Amir was impatient. He said they’d talked about such matters in principle when they were in Hamburg, in the mosque and in the flat.

What about the others?

Amir said simply there are no others. The others exist only to the degree that they fill the role we have designed for them. This is their function as others. Those who will die have no claim to their lives outside the useful fact of their dying.

Hammad was impressed by this. It sounded like philosophy.

Two women rustling through a park in the evening, in long skirts, one of them barefoot. Hammad sat on a bench, alone, watching, then got up and followed. This was something that just happened, the way a man is pulled out of his skin and then the body catches up. He followed only to the street where the park ended, watching as they disappeared, brief as turning pages.

The windshield is birdproof. The aileron is a movable flap.

He prays and sleeps, prays and eats. These are dumb junk meals often taken in silence. The plot shapes every breath he takes. This is the truth he has always looked for without knowing how to name it or where to search. They are together. There is no word they can speak, he and the others, that does not come back to this.

One of them peels an orange and begins to pick it apart.

You think too much, Hammad.

Men spent years organizing secretly this work.

Yes, okay.

I saw, myself, these men walking through the camp when we are there.

Okay. But the thinking is done.

And the talking.

Okay. Now we do it.

He hands a slice of orange over to Hammad, who is driving.

My father, the other man says, he would die three hundred times to know what we are doing.

We die once.

We die once, big-time.

Hammad thinks of the rapture of live explosives pressed to his chest and waist.

But don’t forget, we are being stopped any minute by the CIA, the other man says.

He says this and then he laughs. Maybe it’s not true anymore. Maybe it’s a story they’ve told themselves so many times that they’ve stopped believing it. Or maybe they didn’t believe it then and only begin to believe it now, nearing the time. Hammad sees nothing funny in this, either way.

The people he looked at, they need to be ashamed of their attachment to life, walking their dogs. Think of it, dogs scraping at dirt, lawn sprinklers hissing. When he saw a storm bearing in from the gulf he wanted to spread his arms and walk right into it.

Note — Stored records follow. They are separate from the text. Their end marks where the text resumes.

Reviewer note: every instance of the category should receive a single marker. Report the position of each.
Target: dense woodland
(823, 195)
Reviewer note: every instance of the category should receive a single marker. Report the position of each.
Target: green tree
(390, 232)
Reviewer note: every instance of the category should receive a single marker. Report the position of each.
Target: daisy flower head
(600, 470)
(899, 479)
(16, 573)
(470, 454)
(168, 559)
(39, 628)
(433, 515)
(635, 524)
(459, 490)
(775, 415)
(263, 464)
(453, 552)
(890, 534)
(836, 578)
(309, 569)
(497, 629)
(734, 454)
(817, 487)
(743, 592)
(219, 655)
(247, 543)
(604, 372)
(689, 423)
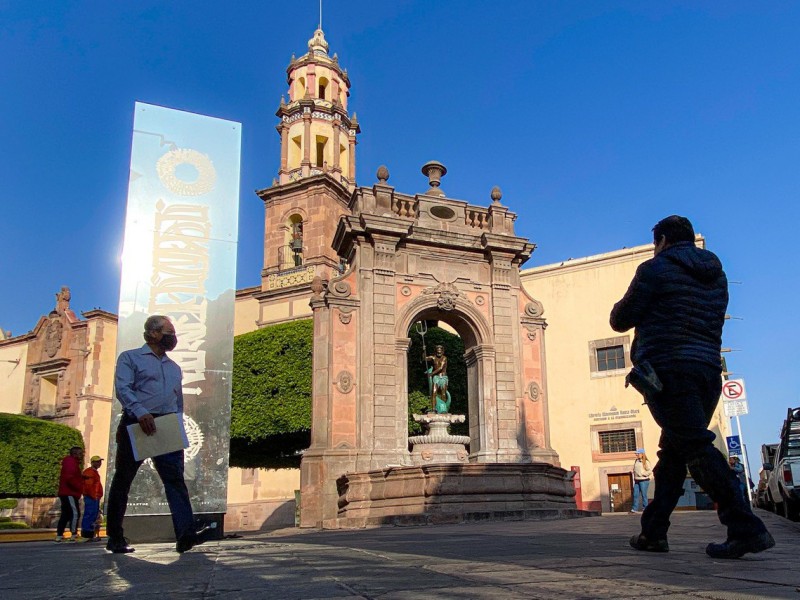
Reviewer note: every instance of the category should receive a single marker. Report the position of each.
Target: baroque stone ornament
(534, 391)
(534, 309)
(383, 174)
(344, 382)
(340, 289)
(317, 287)
(448, 295)
(52, 337)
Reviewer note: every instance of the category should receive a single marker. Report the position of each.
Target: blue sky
(595, 118)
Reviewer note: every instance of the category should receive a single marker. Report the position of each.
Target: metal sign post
(734, 400)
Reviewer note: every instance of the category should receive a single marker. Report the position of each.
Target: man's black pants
(170, 470)
(683, 410)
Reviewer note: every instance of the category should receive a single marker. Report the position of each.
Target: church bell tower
(315, 180)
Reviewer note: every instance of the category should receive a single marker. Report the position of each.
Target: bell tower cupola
(318, 135)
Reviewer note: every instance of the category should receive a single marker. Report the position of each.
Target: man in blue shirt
(148, 385)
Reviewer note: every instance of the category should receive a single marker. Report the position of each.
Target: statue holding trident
(437, 381)
(437, 374)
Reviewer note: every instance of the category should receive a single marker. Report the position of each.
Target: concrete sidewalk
(581, 558)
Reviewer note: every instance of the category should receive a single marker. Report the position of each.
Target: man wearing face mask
(148, 385)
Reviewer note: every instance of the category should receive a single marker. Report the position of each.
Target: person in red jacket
(70, 488)
(92, 492)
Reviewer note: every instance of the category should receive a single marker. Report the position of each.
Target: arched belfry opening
(411, 259)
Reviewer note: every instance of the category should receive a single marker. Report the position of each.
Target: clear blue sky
(595, 118)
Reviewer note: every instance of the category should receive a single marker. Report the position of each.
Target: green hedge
(418, 398)
(30, 455)
(271, 400)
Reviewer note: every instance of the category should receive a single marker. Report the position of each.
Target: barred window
(611, 358)
(620, 440)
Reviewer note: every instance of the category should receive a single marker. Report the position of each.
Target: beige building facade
(596, 423)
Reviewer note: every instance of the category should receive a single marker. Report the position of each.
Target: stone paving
(580, 558)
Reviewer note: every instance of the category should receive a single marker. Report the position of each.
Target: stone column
(306, 164)
(352, 144)
(313, 470)
(284, 149)
(482, 403)
(337, 123)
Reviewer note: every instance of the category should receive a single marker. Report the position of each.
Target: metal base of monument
(455, 493)
(158, 528)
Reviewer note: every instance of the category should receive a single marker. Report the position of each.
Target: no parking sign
(734, 398)
(734, 445)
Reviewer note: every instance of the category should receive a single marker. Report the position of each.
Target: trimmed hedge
(271, 399)
(30, 455)
(8, 503)
(418, 397)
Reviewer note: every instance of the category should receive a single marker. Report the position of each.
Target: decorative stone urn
(438, 446)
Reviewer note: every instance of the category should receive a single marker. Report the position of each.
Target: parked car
(783, 481)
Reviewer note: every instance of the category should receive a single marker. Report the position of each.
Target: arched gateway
(412, 258)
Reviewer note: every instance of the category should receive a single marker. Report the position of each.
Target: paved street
(583, 558)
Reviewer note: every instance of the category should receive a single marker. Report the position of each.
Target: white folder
(169, 437)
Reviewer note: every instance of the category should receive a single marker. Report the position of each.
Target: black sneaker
(119, 546)
(199, 537)
(738, 548)
(640, 542)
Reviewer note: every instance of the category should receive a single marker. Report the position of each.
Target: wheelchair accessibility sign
(734, 445)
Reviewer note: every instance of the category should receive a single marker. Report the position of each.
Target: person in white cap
(641, 479)
(92, 492)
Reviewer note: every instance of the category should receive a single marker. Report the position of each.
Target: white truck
(783, 482)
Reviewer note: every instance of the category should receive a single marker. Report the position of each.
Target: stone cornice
(98, 313)
(316, 59)
(45, 366)
(302, 186)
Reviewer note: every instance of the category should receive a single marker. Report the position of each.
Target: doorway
(620, 492)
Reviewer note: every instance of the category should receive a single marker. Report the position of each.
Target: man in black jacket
(677, 302)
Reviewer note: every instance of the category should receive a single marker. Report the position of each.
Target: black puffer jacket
(677, 303)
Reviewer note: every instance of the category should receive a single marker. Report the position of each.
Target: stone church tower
(315, 180)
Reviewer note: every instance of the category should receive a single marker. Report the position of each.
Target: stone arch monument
(412, 258)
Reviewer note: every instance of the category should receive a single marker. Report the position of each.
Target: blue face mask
(168, 341)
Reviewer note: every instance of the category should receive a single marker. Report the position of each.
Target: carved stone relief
(344, 382)
(340, 289)
(534, 309)
(534, 391)
(345, 316)
(448, 295)
(52, 337)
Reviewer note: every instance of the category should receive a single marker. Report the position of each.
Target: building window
(619, 440)
(609, 359)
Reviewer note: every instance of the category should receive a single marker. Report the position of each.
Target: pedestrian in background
(641, 479)
(677, 302)
(738, 468)
(92, 492)
(70, 488)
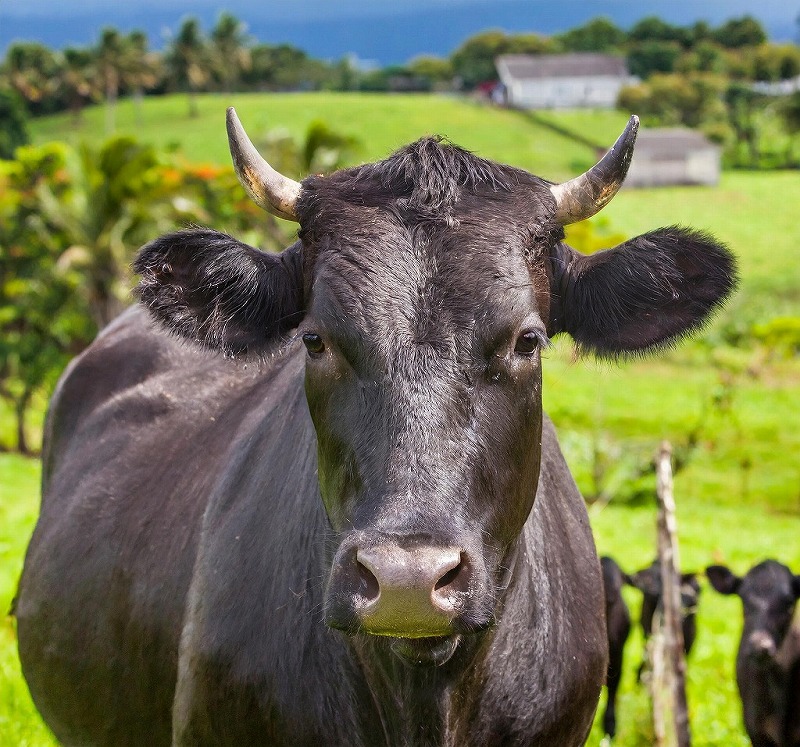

These people, what they hold so precious we see as empty space. He didn’t think about the purpose of their mission. All he saw was shock and death. There is no purpose, this is the purpose.

When he walks down the bright aisle he thinks a thousand times in one second about what is coming. Clean- shaven, on videotape, passing through the metal detector. The girl at the checkout rolls the soup can over the scanner and he thinks of something funny he can say, saying it internally first to get the word order right.

He looked past the mud-brick huts toward the mountains. Bomb vest and black hood. We are willing to die, they are not. This is our strength, to love death, to feel the claim of armed martyrdom. He stood with the others in the old Russian copper mine, an Afghan camp now, theirs, and they listened to the amplified voice calling across the plain.

The vest was blue nylon with crisscross straps. There were canisters of high explosive wired into the belt. There were slabs of plastique high on his chest. This was not the method he and his brothers would one day employ but it was the same vision of heaven and hell, revenge and devastation.

They stood and listened to the recorded announcement, calling them to prayer.

Now he sits in the barber chair, wearing the striped cape. The barber is a slight man with little to say. The radio plays news, weather, sports and traffic. Hammad does not listen. He is thinking again, looking past the face in the mirror, which is not his, and waiting for the day to come, clear skies, light winds, when there is nothing left to think about.

PART THREE. DAVID JANIAK

10

They walked the entire route, north for twenty blocks and then across town and finally down toward Union Square, a couple of miles in steam heat, with police in riot helmets and flak jackets, small children riding their parents’ shoulders. They walked with five hundred thousand others, a bright swarm of people ranging sidewalk to sidewalk, banners and posters, printed shirts, coffins draped in black, a march against the war, the president, the policies.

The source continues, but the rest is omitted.